Hi everyone.

I'm new here and just discovered the ongoing proposition for CouchDB to
rely upon FDB.

With my team, we were considering providing an HTTP API over FDB in the
form of the CouchDB API definition, so I'm very pleased to see there is
already an ongoing effort for this (even if still a proposition). I've
tried to catch up with all the good discussions on how you could make this
work, mapping to the K/V model, but sorry if I could have missed a point.

I'm curious on how you're considering to manage multi tenancy while
ensuring a good scalability and avoiding hotspotting.

I've read an idea from Mickael with CryptoHash to map the model this way :

{bucket_id}/{cryptohash}  : value

We currently use this CryptoHash mecanism to manage some data in a multi
tenancy context applied to Time Series.

Here is a simple diagram that summarize it :

{raw_data} -> ingress component -> {hashed_metadata+data} -> HBase
                                -> {crypted_metadata}     -> HBase
                                -> {crypted_metadata}     -> Directory service

Query -> egress component -> HBase

raw_data is in the metric{tags} format, like in Prometheus/OpenTSDB/Warp10
style.
hashed metadata is a double 64 or 128 bits hashes of hash(metric) +
hash(tags).
Default is 64bits but it can lead to collision in the keyspace above 1B
unique series where 128bits hashes are safer.
egress will query the Directoy service to get the series list to be read in
the store.

While authenticating, a custom "application" label is embedded into a label
that ends in the data model, then hashed that avoid conflict between
users.Hashed metadata are suffixed with a timestamp because it's convenient
for Time Series data.
What makes it very useful is :
 - it can still use scans per series (metrics+tags)
 - it avoids hotspotting the cluster and ensures a very good distributions
among nodes
 - it provides authentication through a directory service that act as an
indirection
 - keys are consistent while metrics or tags can be very long

I think this kind of model can perfectly apply to FDB for documents given
that Namespace would be a user application/bucket/...  :

hash ( {NS} + {...} + {DOC_ID} ) / fields / ...
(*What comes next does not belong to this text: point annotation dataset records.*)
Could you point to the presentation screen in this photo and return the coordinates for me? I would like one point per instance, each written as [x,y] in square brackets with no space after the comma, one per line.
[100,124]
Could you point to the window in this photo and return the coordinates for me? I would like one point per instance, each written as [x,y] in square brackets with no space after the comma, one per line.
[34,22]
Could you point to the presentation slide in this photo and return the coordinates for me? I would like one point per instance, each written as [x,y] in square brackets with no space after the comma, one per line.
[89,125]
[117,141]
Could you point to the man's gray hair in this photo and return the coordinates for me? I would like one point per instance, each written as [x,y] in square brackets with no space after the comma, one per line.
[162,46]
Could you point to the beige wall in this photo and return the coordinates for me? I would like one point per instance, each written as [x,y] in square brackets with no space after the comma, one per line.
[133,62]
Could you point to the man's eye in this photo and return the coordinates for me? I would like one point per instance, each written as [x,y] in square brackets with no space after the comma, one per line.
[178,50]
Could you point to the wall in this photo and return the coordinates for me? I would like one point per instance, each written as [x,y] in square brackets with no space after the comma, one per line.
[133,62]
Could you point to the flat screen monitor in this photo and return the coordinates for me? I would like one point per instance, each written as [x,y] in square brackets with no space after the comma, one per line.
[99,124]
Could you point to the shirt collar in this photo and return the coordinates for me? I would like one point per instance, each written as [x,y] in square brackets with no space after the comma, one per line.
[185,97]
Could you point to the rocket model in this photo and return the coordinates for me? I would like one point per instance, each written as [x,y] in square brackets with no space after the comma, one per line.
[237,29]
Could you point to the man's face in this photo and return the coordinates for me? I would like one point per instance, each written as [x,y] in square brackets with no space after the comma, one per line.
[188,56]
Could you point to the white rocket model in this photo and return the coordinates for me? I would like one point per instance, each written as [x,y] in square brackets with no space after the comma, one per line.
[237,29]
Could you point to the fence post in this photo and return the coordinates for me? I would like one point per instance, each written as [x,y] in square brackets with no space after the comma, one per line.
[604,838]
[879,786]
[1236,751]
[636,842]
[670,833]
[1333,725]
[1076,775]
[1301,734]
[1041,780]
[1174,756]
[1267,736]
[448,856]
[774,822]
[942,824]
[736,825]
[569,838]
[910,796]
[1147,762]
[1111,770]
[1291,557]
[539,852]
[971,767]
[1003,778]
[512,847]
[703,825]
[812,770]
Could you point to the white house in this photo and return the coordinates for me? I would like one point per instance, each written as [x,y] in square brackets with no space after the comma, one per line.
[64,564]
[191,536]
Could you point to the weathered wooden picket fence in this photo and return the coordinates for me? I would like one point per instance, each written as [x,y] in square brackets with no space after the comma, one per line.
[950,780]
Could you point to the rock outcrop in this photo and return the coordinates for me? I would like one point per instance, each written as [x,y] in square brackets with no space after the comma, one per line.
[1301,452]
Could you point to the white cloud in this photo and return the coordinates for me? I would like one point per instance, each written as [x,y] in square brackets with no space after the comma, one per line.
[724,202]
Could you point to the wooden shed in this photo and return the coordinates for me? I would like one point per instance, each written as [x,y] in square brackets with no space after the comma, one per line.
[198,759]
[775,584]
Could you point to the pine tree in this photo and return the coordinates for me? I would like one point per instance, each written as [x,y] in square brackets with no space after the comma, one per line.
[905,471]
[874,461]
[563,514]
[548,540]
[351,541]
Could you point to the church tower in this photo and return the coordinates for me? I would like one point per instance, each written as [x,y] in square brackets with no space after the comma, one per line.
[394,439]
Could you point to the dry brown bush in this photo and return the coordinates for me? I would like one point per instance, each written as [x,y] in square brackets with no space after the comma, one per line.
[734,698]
Drawbacks are that it may require a bit more storage for keys, but hashing
could be adjusted given the use case. Moreover, managing rights at the
document level would also require additional fields or few bytes to manage
this, while using a directory index (could be as memory inside CouchDB,
outside relying on something like Elastic, or available directly inside FDB)

I realize that just FDB as a backend is a considerable amount of work and
pushing multi tenancy adds even more work maybe into CouchDB itself. For
example, Tokens could embed rights and buckets ids, that would be used by
CouchDB to authorize and build the underlying data model for storing with
scalability and optimizations in mind. Also, did anyone considered reaching
the FDB guys to try to align CouchDB document representation to the
Document Layer (
https://foundationdb.github.io/fdb-document-layer/data-modeling.html ).
This would make CouchDB to be also MongoDB API compatible.